This week, for a hearing in the Senate Homeland Security and Government Reform Committee, the Government Accountability Office released a report on privacy titled “Alternatives Exist for Enhancing Protection of Personally Identifiable Information.” (GAO testimony based on the report is here.) I served on a National Academy of Sciences “Expert Panel” that gave the GAO some perspectives on issues related to the Privacy Act.
The report had three main conclusions, which follow with my comments:
The Privacy Act’s definition of a “system of records” (any grouping of records containing personal information retrieved by individual identifier), which sets the scope of the act’s protections, does not always apply whenever personal information is obtained and processed by federal agencies. One alternative to address this concern would be revising the system-of-records definition to cover all personally identifiable information collected, used, and maintained systematically by the federal government.

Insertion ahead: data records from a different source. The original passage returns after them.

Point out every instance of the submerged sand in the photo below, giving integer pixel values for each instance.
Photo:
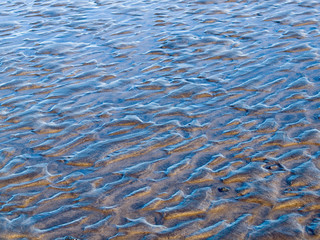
(159, 119)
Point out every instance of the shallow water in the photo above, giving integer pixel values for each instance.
(159, 119)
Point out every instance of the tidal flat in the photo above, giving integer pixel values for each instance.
(142, 119)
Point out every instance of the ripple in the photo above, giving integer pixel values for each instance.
(159, 120)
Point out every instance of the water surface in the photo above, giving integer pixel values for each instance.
(159, 119)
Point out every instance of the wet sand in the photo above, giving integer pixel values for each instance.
(159, 119)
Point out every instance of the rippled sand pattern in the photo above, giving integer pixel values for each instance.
(160, 119)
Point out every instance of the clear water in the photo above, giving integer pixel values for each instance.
(159, 119)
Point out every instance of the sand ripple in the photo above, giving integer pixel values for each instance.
(159, 120)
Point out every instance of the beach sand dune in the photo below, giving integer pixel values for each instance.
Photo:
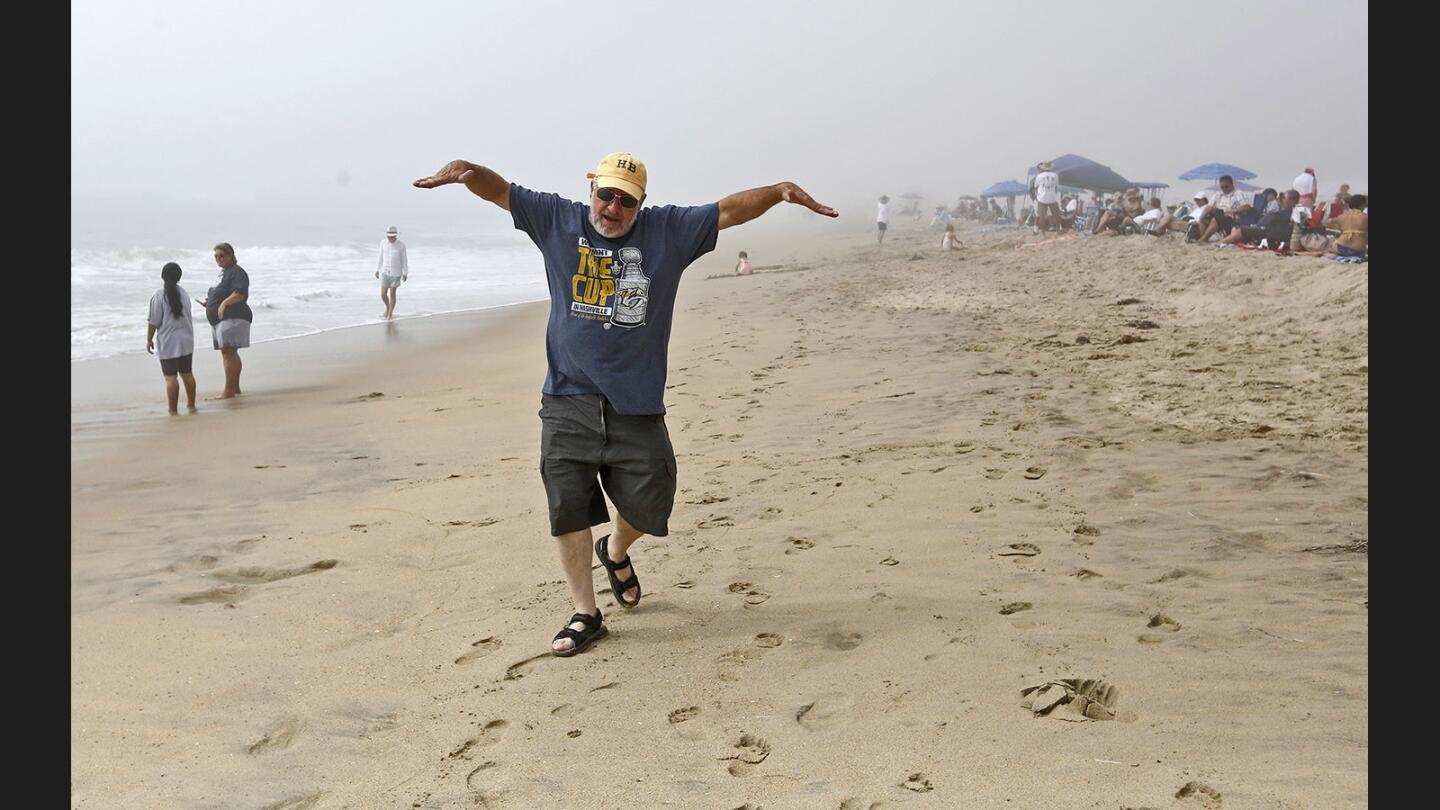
(913, 484)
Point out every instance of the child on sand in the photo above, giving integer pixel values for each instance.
(949, 241)
(170, 319)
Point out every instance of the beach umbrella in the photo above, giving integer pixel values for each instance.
(1085, 173)
(1005, 189)
(1214, 170)
(1239, 186)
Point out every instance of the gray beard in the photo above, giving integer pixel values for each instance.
(618, 232)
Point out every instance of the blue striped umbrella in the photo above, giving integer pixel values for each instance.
(1214, 170)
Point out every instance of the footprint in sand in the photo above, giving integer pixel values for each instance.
(278, 737)
(257, 574)
(918, 783)
(483, 649)
(752, 594)
(229, 595)
(199, 562)
(520, 669)
(488, 735)
(471, 781)
(1204, 794)
(681, 715)
(749, 751)
(298, 803)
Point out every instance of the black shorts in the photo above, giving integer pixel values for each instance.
(585, 446)
(176, 365)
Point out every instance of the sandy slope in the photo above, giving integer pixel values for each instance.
(907, 492)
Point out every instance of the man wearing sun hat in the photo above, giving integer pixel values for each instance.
(393, 268)
(1046, 189)
(614, 268)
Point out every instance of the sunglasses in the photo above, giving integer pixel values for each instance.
(606, 195)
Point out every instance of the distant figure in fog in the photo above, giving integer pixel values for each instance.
(393, 268)
(229, 316)
(170, 322)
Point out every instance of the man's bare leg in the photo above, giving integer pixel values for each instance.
(576, 551)
(189, 389)
(618, 546)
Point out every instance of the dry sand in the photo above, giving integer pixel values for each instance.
(912, 486)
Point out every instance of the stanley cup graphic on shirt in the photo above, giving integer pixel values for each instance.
(631, 291)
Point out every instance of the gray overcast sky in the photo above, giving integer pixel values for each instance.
(334, 107)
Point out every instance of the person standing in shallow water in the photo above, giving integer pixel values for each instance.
(170, 320)
(614, 268)
(229, 316)
(393, 268)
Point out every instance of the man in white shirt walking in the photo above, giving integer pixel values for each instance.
(1047, 198)
(392, 270)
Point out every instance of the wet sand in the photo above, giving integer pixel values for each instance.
(913, 484)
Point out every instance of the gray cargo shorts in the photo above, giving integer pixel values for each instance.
(232, 333)
(586, 446)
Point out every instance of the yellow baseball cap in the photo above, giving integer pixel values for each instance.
(621, 170)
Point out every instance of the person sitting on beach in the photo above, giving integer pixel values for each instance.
(393, 268)
(602, 404)
(1182, 216)
(1148, 221)
(1273, 227)
(949, 241)
(170, 319)
(1223, 209)
(229, 316)
(1354, 227)
(1122, 212)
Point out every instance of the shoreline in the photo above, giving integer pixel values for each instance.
(906, 493)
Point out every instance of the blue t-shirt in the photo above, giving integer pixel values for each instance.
(612, 301)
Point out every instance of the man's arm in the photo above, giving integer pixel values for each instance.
(480, 180)
(743, 206)
(232, 299)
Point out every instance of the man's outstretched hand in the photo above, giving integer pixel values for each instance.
(789, 192)
(452, 172)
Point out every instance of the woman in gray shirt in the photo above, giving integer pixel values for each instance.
(170, 322)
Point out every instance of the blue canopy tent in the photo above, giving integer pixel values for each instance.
(1239, 186)
(1085, 173)
(1214, 170)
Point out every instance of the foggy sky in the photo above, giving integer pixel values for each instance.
(329, 110)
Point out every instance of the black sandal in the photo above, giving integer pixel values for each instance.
(617, 584)
(581, 639)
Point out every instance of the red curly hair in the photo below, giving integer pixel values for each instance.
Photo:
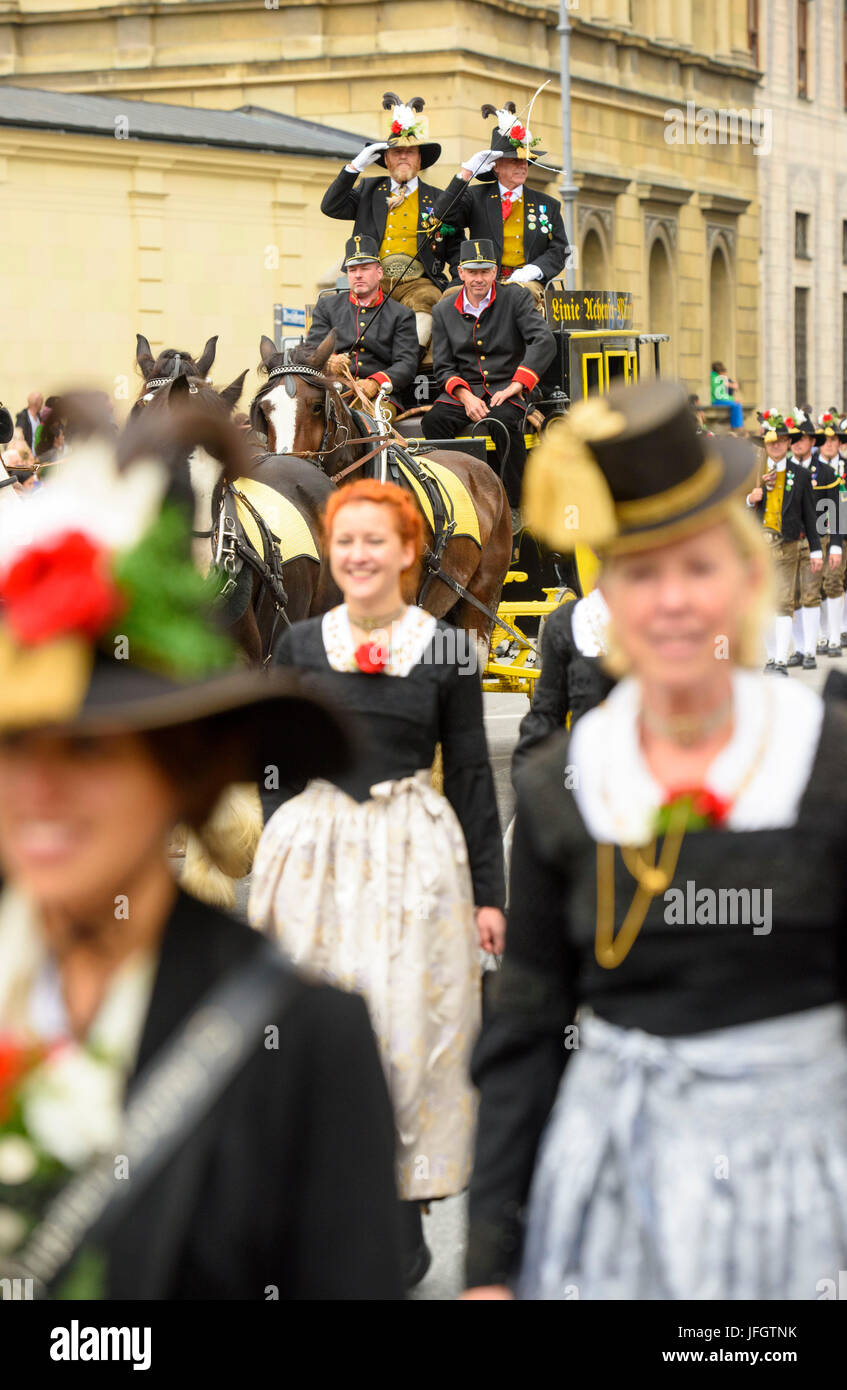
(406, 517)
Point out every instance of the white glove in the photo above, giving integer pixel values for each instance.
(481, 163)
(367, 156)
(523, 274)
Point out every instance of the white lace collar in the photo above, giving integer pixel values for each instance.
(31, 998)
(410, 638)
(776, 727)
(589, 624)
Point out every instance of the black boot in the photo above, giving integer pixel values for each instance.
(416, 1253)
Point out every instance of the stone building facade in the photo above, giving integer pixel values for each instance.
(804, 206)
(675, 221)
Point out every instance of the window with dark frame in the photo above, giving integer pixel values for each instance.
(753, 29)
(800, 344)
(801, 47)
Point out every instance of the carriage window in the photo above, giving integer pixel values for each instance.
(593, 381)
(616, 366)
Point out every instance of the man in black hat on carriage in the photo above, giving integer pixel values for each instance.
(399, 211)
(785, 503)
(825, 485)
(374, 339)
(488, 350)
(526, 227)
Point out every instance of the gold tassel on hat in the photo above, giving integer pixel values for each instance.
(566, 498)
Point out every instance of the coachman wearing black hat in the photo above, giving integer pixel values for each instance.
(244, 1108)
(526, 227)
(488, 350)
(664, 1062)
(783, 502)
(399, 211)
(376, 341)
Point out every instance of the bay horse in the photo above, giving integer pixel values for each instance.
(305, 414)
(177, 380)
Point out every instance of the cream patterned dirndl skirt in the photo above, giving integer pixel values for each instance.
(704, 1166)
(376, 897)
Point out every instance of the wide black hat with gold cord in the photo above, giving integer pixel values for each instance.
(106, 624)
(408, 129)
(511, 138)
(629, 471)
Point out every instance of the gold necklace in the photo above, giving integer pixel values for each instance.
(687, 730)
(370, 624)
(652, 877)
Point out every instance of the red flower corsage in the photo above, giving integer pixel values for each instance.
(370, 658)
(60, 588)
(704, 808)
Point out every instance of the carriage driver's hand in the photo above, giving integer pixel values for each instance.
(367, 156)
(499, 396)
(491, 927)
(474, 407)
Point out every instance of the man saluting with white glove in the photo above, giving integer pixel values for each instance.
(526, 227)
(398, 211)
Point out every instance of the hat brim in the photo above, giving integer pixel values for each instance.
(491, 177)
(430, 152)
(733, 477)
(284, 723)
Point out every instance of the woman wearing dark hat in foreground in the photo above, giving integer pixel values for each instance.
(684, 1137)
(223, 1125)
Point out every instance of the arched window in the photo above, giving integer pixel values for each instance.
(593, 262)
(661, 313)
(721, 312)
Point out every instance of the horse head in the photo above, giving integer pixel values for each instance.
(299, 407)
(191, 441)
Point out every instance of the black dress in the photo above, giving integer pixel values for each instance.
(370, 881)
(675, 983)
(569, 683)
(397, 723)
(287, 1183)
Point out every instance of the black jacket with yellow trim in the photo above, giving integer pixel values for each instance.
(508, 342)
(366, 203)
(480, 210)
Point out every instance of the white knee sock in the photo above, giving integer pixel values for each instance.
(833, 616)
(783, 640)
(424, 327)
(811, 626)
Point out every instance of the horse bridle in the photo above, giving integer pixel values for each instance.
(291, 370)
(155, 382)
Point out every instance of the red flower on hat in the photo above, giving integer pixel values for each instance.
(370, 658)
(59, 588)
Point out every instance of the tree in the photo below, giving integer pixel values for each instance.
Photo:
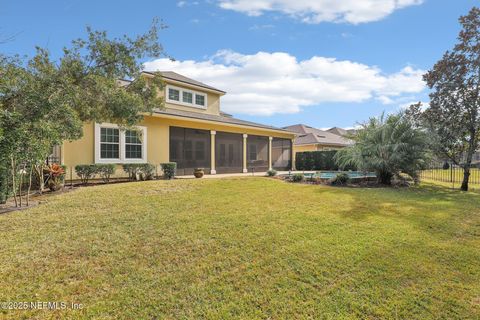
(45, 102)
(453, 116)
(388, 146)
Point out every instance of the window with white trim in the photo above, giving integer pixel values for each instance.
(133, 145)
(200, 100)
(109, 143)
(185, 97)
(113, 145)
(173, 94)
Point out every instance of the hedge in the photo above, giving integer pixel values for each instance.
(317, 160)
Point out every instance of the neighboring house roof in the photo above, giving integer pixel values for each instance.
(223, 118)
(310, 135)
(338, 131)
(341, 131)
(178, 77)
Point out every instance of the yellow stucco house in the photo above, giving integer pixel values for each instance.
(191, 130)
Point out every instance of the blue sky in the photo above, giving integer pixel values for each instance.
(324, 63)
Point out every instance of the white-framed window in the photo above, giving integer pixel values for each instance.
(186, 97)
(114, 145)
(173, 94)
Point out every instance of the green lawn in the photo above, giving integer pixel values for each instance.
(246, 248)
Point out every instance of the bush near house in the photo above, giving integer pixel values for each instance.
(140, 171)
(298, 177)
(105, 171)
(340, 179)
(146, 171)
(271, 173)
(85, 172)
(169, 169)
(317, 160)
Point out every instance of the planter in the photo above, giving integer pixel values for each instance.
(198, 172)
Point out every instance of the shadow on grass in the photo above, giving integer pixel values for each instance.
(435, 209)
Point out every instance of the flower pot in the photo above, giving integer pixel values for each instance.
(198, 173)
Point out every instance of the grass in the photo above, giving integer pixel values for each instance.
(251, 248)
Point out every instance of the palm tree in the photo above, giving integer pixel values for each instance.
(388, 146)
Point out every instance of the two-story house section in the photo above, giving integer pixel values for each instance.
(190, 130)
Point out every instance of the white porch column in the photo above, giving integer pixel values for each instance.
(212, 152)
(270, 153)
(293, 155)
(245, 169)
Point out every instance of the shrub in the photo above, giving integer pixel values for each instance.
(85, 172)
(318, 160)
(105, 171)
(169, 169)
(55, 176)
(387, 145)
(297, 177)
(340, 179)
(271, 173)
(132, 169)
(146, 171)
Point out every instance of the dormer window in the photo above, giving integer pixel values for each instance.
(200, 100)
(173, 94)
(185, 97)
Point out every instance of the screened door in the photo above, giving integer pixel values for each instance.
(190, 149)
(228, 152)
(257, 153)
(281, 154)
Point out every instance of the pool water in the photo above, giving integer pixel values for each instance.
(333, 174)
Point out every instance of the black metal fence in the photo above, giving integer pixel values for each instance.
(450, 174)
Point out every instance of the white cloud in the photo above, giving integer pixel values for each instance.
(270, 83)
(316, 11)
(424, 106)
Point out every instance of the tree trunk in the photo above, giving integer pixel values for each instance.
(468, 163)
(466, 177)
(14, 184)
(29, 185)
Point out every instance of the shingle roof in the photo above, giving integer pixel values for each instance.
(310, 135)
(217, 118)
(341, 131)
(178, 77)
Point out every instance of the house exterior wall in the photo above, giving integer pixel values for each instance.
(82, 151)
(316, 147)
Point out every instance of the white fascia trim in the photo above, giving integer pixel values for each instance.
(122, 149)
(180, 102)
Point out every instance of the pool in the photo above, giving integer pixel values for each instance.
(332, 174)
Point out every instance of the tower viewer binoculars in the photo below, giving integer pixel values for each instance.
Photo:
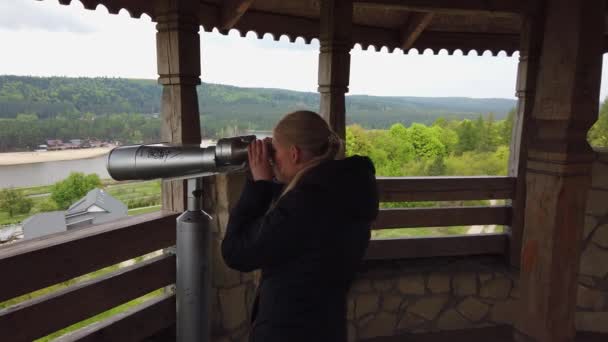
(138, 162)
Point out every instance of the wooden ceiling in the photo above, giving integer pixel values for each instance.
(466, 25)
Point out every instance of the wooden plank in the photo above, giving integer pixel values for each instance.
(416, 23)
(408, 189)
(38, 263)
(135, 324)
(494, 7)
(425, 247)
(442, 217)
(38, 317)
(232, 11)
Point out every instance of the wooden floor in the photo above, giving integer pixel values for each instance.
(493, 334)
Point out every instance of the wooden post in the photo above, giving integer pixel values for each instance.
(527, 72)
(334, 61)
(179, 70)
(558, 168)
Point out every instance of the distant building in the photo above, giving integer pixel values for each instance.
(44, 224)
(76, 143)
(96, 207)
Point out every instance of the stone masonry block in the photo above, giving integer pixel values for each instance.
(428, 307)
(382, 324)
(464, 284)
(452, 320)
(473, 309)
(497, 288)
(366, 304)
(412, 284)
(438, 283)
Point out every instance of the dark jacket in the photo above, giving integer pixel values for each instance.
(308, 248)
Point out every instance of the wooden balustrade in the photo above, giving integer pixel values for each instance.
(38, 263)
(413, 189)
(442, 217)
(410, 189)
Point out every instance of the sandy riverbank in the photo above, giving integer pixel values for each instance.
(16, 158)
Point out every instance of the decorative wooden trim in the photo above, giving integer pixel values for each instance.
(481, 244)
(334, 62)
(408, 189)
(494, 7)
(135, 324)
(38, 317)
(416, 23)
(38, 263)
(442, 217)
(232, 11)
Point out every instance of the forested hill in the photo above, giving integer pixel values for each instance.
(48, 97)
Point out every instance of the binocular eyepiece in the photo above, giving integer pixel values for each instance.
(139, 162)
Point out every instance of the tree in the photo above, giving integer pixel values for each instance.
(75, 186)
(14, 202)
(437, 167)
(598, 134)
(506, 130)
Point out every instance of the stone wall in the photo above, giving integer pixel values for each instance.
(232, 291)
(592, 299)
(413, 296)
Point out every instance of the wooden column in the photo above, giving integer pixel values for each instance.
(179, 70)
(527, 73)
(334, 61)
(558, 168)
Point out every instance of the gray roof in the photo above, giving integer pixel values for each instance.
(94, 208)
(99, 198)
(43, 224)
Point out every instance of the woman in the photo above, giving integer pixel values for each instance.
(307, 234)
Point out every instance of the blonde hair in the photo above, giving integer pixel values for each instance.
(309, 132)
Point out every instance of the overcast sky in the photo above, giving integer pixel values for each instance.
(43, 38)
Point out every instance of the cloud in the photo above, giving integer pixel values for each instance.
(20, 15)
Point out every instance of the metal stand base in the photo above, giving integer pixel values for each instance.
(193, 279)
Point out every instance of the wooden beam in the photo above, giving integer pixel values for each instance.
(410, 189)
(416, 23)
(135, 324)
(38, 317)
(527, 73)
(496, 7)
(442, 217)
(232, 11)
(179, 70)
(334, 61)
(558, 170)
(38, 263)
(263, 22)
(440, 246)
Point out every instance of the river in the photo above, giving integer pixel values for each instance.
(47, 173)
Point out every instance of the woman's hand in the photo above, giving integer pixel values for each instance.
(259, 160)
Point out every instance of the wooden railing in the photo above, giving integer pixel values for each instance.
(442, 189)
(35, 264)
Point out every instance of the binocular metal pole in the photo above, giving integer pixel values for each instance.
(193, 280)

The “system of records” definition has indeed fallen out of date. Thanks to the growth of search and other technological developments, records not organized by personal identifier can be accessed and used by the federal government, but they fall outside the purview of the Privacy Act. This should change. The report also highlights the fact that data used by the federal government, but held by information resellers, escapes the purview of the Privacy Act. This should also change.
According to generally accepted privacy principles of purpose specification, collection limitation, and use limitation, the collection of personal information should be limited, and its use should be limited to a specified purpose. Yet, current laws and guidance impose only the modest requirements in these areas. . . . Alternatives to address this area of concern include requiring agencies to justify the collection and use of key elements of personally identifiable information and to establish agreements before sharing such information with other agencies.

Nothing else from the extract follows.